É prematuro tentar entender o que aconteceu
entre o melancólico fim do governo de Jair Bolsonaro e o efetivo começo do
terceiro mandato de Luiz Inácio Lula da Silva. Parece-me evidente, todavia, que
as eleições de 30 de outubro aprofundaram a divisão bipolar do País. Derrotado,
inconformado e moralmente debilitado, Jair Bolsonaro se recolheu ao silêncio no
Palácio da Alvorada, em companhia da esposa, Michelle, e entregou a Nação à
própria sorte. Para não passar a faixa presidencial ao vencedor, deixou o
Brasil no dia 30 de dezembro e se refugiou nos Estados Unidos.
O novo governo, porém, estava apenas na
expectativa de assumir o poder. Lula não tomou a atitude de Tancredo Neves.

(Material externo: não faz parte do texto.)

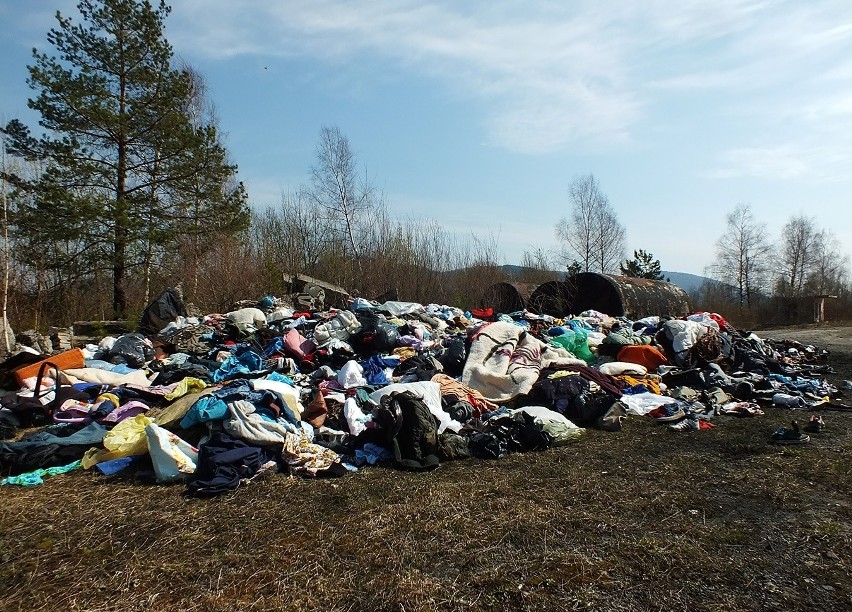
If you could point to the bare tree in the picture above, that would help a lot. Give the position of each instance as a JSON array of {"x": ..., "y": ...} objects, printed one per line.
[
  {"x": 743, "y": 255},
  {"x": 592, "y": 235},
  {"x": 797, "y": 254},
  {"x": 829, "y": 270},
  {"x": 337, "y": 189},
  {"x": 609, "y": 241},
  {"x": 4, "y": 326}
]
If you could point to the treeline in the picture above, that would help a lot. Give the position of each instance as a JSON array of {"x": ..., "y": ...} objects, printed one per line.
[{"x": 129, "y": 189}]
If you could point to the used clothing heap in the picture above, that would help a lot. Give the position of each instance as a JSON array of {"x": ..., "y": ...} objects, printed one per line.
[{"x": 219, "y": 401}]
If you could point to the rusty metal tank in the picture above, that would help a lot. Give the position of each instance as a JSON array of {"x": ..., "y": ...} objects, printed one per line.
[
  {"x": 507, "y": 297},
  {"x": 626, "y": 296}
]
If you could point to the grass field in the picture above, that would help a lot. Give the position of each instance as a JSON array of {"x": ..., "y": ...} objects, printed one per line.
[{"x": 641, "y": 519}]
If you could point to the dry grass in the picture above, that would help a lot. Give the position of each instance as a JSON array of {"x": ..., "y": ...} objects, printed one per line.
[{"x": 642, "y": 519}]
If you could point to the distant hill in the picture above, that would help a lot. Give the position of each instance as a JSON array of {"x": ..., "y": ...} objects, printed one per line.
[{"x": 684, "y": 280}]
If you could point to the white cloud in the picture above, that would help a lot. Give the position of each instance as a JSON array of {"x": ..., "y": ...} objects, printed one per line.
[
  {"x": 552, "y": 76},
  {"x": 784, "y": 162}
]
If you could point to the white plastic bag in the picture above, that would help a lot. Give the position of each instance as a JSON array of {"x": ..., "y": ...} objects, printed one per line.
[{"x": 173, "y": 458}]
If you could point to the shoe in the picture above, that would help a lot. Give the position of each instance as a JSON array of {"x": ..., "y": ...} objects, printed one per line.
[
  {"x": 686, "y": 425},
  {"x": 667, "y": 413},
  {"x": 743, "y": 409},
  {"x": 815, "y": 425},
  {"x": 691, "y": 424},
  {"x": 790, "y": 436}
]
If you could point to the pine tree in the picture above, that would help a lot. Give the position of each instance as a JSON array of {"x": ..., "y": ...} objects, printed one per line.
[
  {"x": 120, "y": 151},
  {"x": 643, "y": 265}
]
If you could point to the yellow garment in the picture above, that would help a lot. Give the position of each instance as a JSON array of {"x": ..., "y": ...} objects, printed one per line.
[
  {"x": 562, "y": 374},
  {"x": 404, "y": 352},
  {"x": 187, "y": 385},
  {"x": 124, "y": 440},
  {"x": 652, "y": 382}
]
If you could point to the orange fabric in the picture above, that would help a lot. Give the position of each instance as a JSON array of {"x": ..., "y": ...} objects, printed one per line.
[
  {"x": 64, "y": 361},
  {"x": 643, "y": 354}
]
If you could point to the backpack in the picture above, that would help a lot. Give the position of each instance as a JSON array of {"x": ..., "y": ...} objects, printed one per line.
[
  {"x": 162, "y": 311},
  {"x": 377, "y": 334},
  {"x": 412, "y": 432}
]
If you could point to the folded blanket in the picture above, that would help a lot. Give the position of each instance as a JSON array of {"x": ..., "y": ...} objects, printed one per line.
[{"x": 504, "y": 361}]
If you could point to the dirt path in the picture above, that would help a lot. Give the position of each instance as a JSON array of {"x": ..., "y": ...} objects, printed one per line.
[{"x": 835, "y": 339}]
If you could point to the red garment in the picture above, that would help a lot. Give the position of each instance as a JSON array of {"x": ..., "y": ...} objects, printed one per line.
[
  {"x": 643, "y": 354},
  {"x": 483, "y": 313}
]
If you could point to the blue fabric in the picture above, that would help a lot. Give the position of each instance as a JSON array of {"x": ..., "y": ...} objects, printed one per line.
[
  {"x": 371, "y": 454},
  {"x": 207, "y": 408},
  {"x": 278, "y": 377},
  {"x": 246, "y": 362},
  {"x": 31, "y": 479},
  {"x": 374, "y": 368},
  {"x": 100, "y": 364},
  {"x": 275, "y": 346},
  {"x": 114, "y": 466}
]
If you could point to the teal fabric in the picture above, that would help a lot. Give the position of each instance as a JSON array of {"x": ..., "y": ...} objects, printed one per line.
[{"x": 36, "y": 477}]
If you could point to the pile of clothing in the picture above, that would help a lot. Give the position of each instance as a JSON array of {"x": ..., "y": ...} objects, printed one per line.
[{"x": 218, "y": 401}]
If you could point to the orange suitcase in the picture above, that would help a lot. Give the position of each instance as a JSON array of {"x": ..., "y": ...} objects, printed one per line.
[{"x": 73, "y": 358}]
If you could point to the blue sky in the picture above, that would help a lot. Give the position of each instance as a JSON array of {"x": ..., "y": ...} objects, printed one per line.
[{"x": 479, "y": 114}]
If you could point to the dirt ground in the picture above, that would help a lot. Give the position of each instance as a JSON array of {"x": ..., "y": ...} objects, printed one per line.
[
  {"x": 836, "y": 338},
  {"x": 645, "y": 518}
]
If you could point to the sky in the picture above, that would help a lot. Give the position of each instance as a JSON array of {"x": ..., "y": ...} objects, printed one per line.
[{"x": 479, "y": 114}]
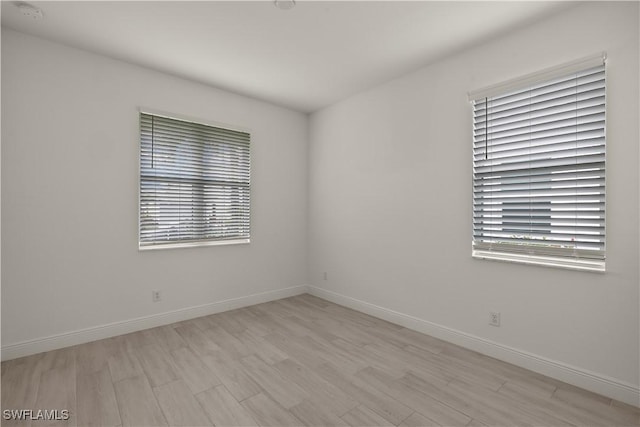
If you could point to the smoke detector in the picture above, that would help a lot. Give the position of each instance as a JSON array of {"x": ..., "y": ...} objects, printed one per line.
[
  {"x": 284, "y": 4},
  {"x": 29, "y": 11}
]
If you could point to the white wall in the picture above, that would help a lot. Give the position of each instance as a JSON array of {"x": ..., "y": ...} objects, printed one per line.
[
  {"x": 70, "y": 141},
  {"x": 390, "y": 204}
]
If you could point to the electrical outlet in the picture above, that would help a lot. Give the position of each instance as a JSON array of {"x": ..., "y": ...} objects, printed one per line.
[{"x": 494, "y": 318}]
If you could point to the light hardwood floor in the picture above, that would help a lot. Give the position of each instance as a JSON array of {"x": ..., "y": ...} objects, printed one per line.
[{"x": 292, "y": 362}]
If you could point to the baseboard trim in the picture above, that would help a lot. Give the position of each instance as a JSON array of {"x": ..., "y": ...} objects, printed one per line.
[
  {"x": 597, "y": 383},
  {"x": 66, "y": 339}
]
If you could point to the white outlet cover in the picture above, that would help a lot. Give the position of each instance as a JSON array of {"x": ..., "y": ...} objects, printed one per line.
[{"x": 494, "y": 319}]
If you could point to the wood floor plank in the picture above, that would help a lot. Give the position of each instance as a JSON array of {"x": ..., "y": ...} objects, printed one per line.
[
  {"x": 437, "y": 412},
  {"x": 384, "y": 405},
  {"x": 91, "y": 357},
  {"x": 286, "y": 393},
  {"x": 96, "y": 400},
  {"x": 268, "y": 412},
  {"x": 297, "y": 361},
  {"x": 325, "y": 395},
  {"x": 193, "y": 371},
  {"x": 232, "y": 375},
  {"x": 256, "y": 344},
  {"x": 167, "y": 337},
  {"x": 124, "y": 364},
  {"x": 364, "y": 417},
  {"x": 223, "y": 409},
  {"x": 179, "y": 406},
  {"x": 156, "y": 364},
  {"x": 228, "y": 343},
  {"x": 57, "y": 391},
  {"x": 137, "y": 403},
  {"x": 197, "y": 340},
  {"x": 314, "y": 415},
  {"x": 418, "y": 420}
]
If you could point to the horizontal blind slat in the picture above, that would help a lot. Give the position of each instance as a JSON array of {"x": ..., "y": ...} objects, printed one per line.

Refletindo a personalidade insegura que conhecemos, nos primeiros dias de
janeiro o Ministério era desconhecido, ou não estava definido. Os partidos que
o elegeram criavam problemas de governabilidade. Havia dúvidas sobre os
militares que assumiriam o comando do Exército, da Marinha e da Aeronáutica.
Especulava-se quem seria o ministro da Defesa. Ignorava-se o nome do futuro
diretor da Polícia Federal. A ausência do presidente havia desmobilizado o
Gabinete de Segurança Institucional (GSI). O general Hamilton Mourão,
vice-presidente da República até 31 de dezembro, senador eleito, mas não
empossado, recolheu-se ao silêncio tumular. Se havia assumido a Presidência na
vacância de Jair Bolsonaro, ninguém saberia dizer.

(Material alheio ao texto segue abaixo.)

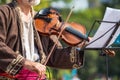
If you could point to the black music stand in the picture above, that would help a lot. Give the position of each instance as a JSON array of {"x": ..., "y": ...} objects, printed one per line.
[{"x": 106, "y": 34}]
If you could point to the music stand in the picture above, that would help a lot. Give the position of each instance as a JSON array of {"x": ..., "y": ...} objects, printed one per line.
[{"x": 108, "y": 31}]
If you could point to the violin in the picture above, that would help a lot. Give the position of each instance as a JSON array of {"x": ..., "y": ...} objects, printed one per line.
[{"x": 49, "y": 22}]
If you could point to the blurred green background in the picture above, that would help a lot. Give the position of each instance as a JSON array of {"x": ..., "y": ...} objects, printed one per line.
[{"x": 85, "y": 12}]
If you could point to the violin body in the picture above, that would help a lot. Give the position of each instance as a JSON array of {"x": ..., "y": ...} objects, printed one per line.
[{"x": 51, "y": 24}]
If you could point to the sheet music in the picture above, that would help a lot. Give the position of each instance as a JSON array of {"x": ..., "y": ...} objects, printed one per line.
[{"x": 112, "y": 15}]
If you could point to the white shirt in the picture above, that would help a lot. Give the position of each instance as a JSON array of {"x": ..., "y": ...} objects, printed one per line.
[{"x": 29, "y": 48}]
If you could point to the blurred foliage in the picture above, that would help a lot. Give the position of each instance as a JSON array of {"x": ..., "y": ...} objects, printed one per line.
[{"x": 94, "y": 64}]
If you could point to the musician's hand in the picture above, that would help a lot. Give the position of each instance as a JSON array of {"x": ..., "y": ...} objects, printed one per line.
[{"x": 34, "y": 66}]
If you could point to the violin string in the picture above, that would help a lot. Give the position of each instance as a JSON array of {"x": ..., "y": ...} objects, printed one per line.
[{"x": 50, "y": 53}]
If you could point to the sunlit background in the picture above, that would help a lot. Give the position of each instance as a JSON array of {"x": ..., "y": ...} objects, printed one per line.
[{"x": 85, "y": 12}]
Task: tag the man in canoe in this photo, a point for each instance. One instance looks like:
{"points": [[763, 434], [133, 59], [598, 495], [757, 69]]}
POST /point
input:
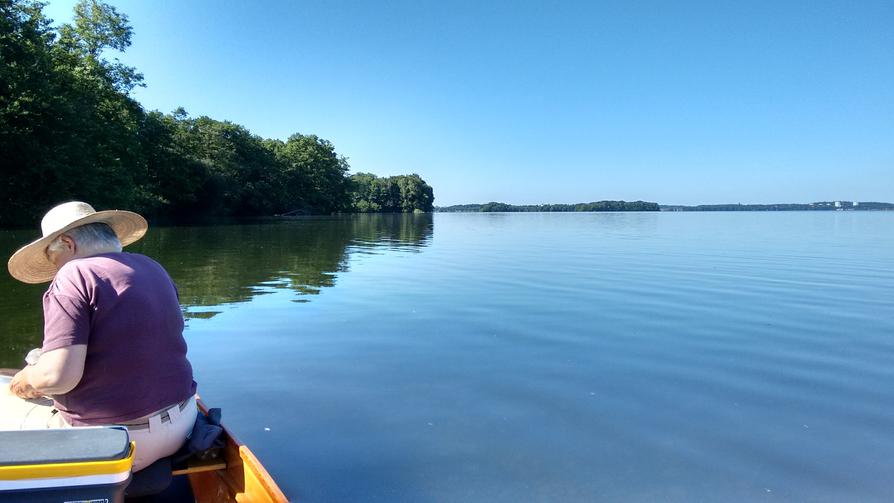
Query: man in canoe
{"points": [[113, 349]]}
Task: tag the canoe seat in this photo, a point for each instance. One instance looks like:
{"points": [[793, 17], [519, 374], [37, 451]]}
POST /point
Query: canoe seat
{"points": [[196, 465]]}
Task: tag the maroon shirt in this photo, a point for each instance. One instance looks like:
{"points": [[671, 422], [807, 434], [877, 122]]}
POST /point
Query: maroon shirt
{"points": [[125, 308]]}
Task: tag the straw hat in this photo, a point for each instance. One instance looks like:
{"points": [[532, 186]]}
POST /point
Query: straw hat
{"points": [[30, 263]]}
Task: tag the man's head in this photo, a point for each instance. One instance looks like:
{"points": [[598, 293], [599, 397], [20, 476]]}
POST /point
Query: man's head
{"points": [[83, 241], [74, 230]]}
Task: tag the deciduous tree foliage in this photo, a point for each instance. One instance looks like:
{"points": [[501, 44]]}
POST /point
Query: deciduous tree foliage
{"points": [[395, 194], [69, 129]]}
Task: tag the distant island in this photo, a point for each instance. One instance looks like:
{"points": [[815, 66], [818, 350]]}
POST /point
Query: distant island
{"points": [[818, 206], [493, 207]]}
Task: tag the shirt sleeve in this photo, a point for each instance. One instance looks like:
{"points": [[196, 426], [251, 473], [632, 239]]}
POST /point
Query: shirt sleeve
{"points": [[66, 321]]}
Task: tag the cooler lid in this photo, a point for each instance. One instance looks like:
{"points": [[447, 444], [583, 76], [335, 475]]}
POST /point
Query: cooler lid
{"points": [[67, 445]]}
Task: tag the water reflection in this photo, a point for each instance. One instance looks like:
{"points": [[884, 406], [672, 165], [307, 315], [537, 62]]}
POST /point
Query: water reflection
{"points": [[228, 263]]}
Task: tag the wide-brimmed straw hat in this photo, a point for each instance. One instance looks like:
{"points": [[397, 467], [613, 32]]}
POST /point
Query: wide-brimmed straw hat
{"points": [[30, 263]]}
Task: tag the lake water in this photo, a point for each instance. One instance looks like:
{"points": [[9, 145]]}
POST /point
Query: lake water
{"points": [[541, 357]]}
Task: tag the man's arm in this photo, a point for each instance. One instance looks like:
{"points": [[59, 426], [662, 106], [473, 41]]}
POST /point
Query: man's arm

A polarização política mantinha o País
bipartido. Acreditava-se que a subida da rampa e a passagem de governo deveriam
ocorrer em clima de insegurança e, talvez, de violência. Como paliativo, em 28
de dezembro foi baixada medida proibindo o porte de armas em Brasília.
Jornais, emissoras de rádio e de televisão,
redes sociais e o boca a boca informavam que milhares de bolsonaristas estavam
a caminho de Brasília, valendo-se de aviões comerciais e particulares, ônibus,
automóveis, motocicletas. Nas imediações de quartéis se aglomeravam
manifestantes para exigir a intervenção das Forçar Armadas. Sem saber o que
fazer, os comandantes se omitiam, na esperança de que o tempo os ajudasse a
resolver.
O governador Ibaneis Rocha não esteve à
altura das necessidades do momento. Desde que a Constituição de 1988 incidiu no
erro de permitir ao Distrito Federal eleger governador e deputados distritais,
o brasiliense sempre escolheu mal. Como depois se constatou, perdera o comando
da Polícia Militar, suspeita de bolsonarismo, como outras polícias militares de
diversos Estados.
A ausência de governos federal e distrital,
agravada pela falta dos presidentes da Câmara dos Deputados, do Senado e do
Supremo Tribunal Federal em momento de complicada transição do bolsonarismo
para o lulismo, criou o vácuo perfeito para desenfreada revolta popular.
Os responsáveis pela governança estavam
ausentes enquanto a Praça dos Três Poderes era invadida, ocupada e depredada
por multidão anárquica, sem controle e sem liderança. Lula e o Ministério em
formação acordaram de prolongada letargia depois que o pior havia sido feito. A
responsabilidade recaiu sobre o povo amotinado.
Disse o padre Vieira que a omissão é o pecado que com mais facilidade se comete e raramente se emenda. Foi o que aconteceu.
*Advogado, autor de ‘A Falsa República’, foi ministro do Trabalho e presidente do Tribunal Superior do Trabalho.